Basic Configuration:

syslog:
  client_options:
    identity:
      oid: "your-organization-id"
      installation_key: "your-installation-key"
    platform: "text"
    sensor_seed_key: "syslog-server"
  port: 514
  iface: "0.0.0.0"
  is_udp: false  # Use TCP by default

Log Parsing Options

LimaCharlie supports two methods for parsing unstructured log data:

  • parsing_grok: Uses Grok patterns (recommended) - pre-built patterns for common log formats, easier to read and maintain
  • parsing_re: Uses regular expressions - for custom formats or when Grok patterns don't meet specific needs

Grok patterns are built on regular expressions but provide named patterns for common elements like timestamps, IP addresses, and log formats. Use Grok when possible for better maintainability.

Common Log Sources

System Logs (/var/log/messages, /var/log/syslog)

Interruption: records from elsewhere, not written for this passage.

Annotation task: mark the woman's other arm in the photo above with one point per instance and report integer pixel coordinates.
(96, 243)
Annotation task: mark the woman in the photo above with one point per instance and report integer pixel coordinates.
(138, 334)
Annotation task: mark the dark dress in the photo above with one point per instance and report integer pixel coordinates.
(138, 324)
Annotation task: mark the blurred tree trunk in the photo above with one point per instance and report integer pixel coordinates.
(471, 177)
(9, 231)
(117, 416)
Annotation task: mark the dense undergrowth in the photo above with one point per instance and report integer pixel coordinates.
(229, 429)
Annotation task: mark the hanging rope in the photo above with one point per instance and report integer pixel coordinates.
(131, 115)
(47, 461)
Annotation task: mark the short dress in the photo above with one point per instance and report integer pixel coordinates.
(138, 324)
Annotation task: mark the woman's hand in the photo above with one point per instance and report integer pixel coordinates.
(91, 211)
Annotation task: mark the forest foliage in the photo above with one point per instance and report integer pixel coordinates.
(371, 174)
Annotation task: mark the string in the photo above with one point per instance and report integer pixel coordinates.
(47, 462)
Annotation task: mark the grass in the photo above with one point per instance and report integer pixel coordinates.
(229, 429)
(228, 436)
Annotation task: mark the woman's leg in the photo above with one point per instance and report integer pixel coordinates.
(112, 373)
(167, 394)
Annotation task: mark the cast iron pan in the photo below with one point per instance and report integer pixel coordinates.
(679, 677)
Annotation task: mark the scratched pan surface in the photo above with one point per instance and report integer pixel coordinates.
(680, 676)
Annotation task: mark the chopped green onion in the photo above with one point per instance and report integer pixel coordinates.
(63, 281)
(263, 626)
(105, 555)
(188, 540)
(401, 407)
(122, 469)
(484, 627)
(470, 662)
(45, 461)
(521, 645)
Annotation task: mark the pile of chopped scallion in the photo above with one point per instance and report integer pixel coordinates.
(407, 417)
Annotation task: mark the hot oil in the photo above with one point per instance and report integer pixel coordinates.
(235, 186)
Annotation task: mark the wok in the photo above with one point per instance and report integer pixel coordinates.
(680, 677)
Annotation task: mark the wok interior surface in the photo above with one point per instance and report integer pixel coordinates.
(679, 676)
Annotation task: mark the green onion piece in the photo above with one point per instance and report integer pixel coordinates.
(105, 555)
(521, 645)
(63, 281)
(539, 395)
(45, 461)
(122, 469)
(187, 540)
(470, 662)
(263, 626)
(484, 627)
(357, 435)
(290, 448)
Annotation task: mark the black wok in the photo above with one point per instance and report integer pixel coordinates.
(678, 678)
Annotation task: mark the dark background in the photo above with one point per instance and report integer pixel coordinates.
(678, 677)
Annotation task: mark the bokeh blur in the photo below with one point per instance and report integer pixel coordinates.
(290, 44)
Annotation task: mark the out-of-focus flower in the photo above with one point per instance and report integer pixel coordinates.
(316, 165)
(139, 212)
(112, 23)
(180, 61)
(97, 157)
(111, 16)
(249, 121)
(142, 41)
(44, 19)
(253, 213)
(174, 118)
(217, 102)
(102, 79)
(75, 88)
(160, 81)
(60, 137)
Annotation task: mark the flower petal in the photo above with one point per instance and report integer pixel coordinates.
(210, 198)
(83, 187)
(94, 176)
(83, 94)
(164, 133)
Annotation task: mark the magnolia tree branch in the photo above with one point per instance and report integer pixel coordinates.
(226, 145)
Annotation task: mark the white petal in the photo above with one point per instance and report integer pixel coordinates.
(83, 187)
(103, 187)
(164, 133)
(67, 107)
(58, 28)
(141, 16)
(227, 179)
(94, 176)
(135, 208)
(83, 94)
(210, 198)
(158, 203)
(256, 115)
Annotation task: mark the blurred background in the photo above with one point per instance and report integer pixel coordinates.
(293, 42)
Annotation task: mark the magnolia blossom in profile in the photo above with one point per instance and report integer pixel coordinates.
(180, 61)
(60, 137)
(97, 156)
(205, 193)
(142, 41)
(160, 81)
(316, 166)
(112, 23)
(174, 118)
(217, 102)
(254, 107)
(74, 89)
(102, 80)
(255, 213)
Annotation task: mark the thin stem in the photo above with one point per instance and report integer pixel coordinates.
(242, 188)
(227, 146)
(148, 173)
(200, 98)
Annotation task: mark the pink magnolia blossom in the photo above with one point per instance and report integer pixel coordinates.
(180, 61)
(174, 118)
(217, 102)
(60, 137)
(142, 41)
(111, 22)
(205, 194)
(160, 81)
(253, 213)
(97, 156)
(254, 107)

Traditional system logs contain kernel messages, service logs, and general system events.

File Adapter Approach:

file:
  client_options:
    identity:
      oid: "your-organization-id"
      installation_key: "your-installation-key"
    platform: "text"
    sensor_seed_key: "system-logs"
    mapping:
      parsing_grok:
        message: "%{SYSLOGTIMESTAMP:date} %{HOSTNAME:host} %{DATA:service}(?:\\[%{POSINT:pid}\\])?: %{GREEDYDATA:message}"
      sensor_hostname_path: "host"
      event_type_path: "service"
  file_path: "/var/log/messages"  # or /var/log/syslog

Kernel Logs (/var/log/kern.log)

Kernel-specific messages including hardware events, driver messages, and security events.

file:
  client_options:
    identity:
      oid: "your-organization-id"
      installation_key: "your-installation-key"
    platform: "text"
    sensor_seed_key: "kernel-logs"
    mapping:
      parsing_grok:
        message: "%{SYSLOGTIMESTAMP:date} %{HOSTNAME:host} kernel: %{GREEDYDATA:message}"
      sensor_hostname_path: "host"
      event_type_path: "kernel"
  file_path: "/var/log/kern.log"

Apache Logs (/var/log/httpd/, /var/log/apache2/)

file:
  client_options:
    identity:
      oid: "your-organization-id"
      installation_key: "your-installation-key"
    platform: "text"
    sensor_seed_key: "apache-logs"
    mapping:
      parsing_grok:
        message: "%{COMMONAPACHELOG}"
      event_type_path: "verb"
  file_path: "/var/log/apache2/access.log"  # or /var/log/httpd/access_log

Nginx Logs (/var/log/nginx/*)

file:
  client_options:
    identity:
      oid: "your-organization-id"
      installation_key: "your-installation-key"
    platform: "text"
    sensor_seed_key: "nginx-logs"
    mapping:
      parsing_grok:
        message: "%{NGINXACCESS}"
      event_type_path: "verb"
  file_path: "/var/log/nginx/access.log"

Audit Logs (/var/log/audit/audit.log)

Linux audit logs are critical for CIS Controls compliance and security monitoring.

file:
  client_options:
    identity:
      oid: "your-organization-id"
      installation_key: "your-installation-key"
    platform: "text"
    sensor_seed_key: "audit-logs"
    mapping:
      parsing_grok:
        message: "type=%{DATA:audit_type} msg=audit\\(%{NUMBER:timestamp}:%{NUMBER:serial}\\): %{GREEDYDATA:audit_data}"
      event_type_path: "audit_type"
      event_time_path: "timestamp"
  file_path: "/var/log/audit/audit.log"

Journalctl

Modern logging solution that can output in JSON format for structured parsing.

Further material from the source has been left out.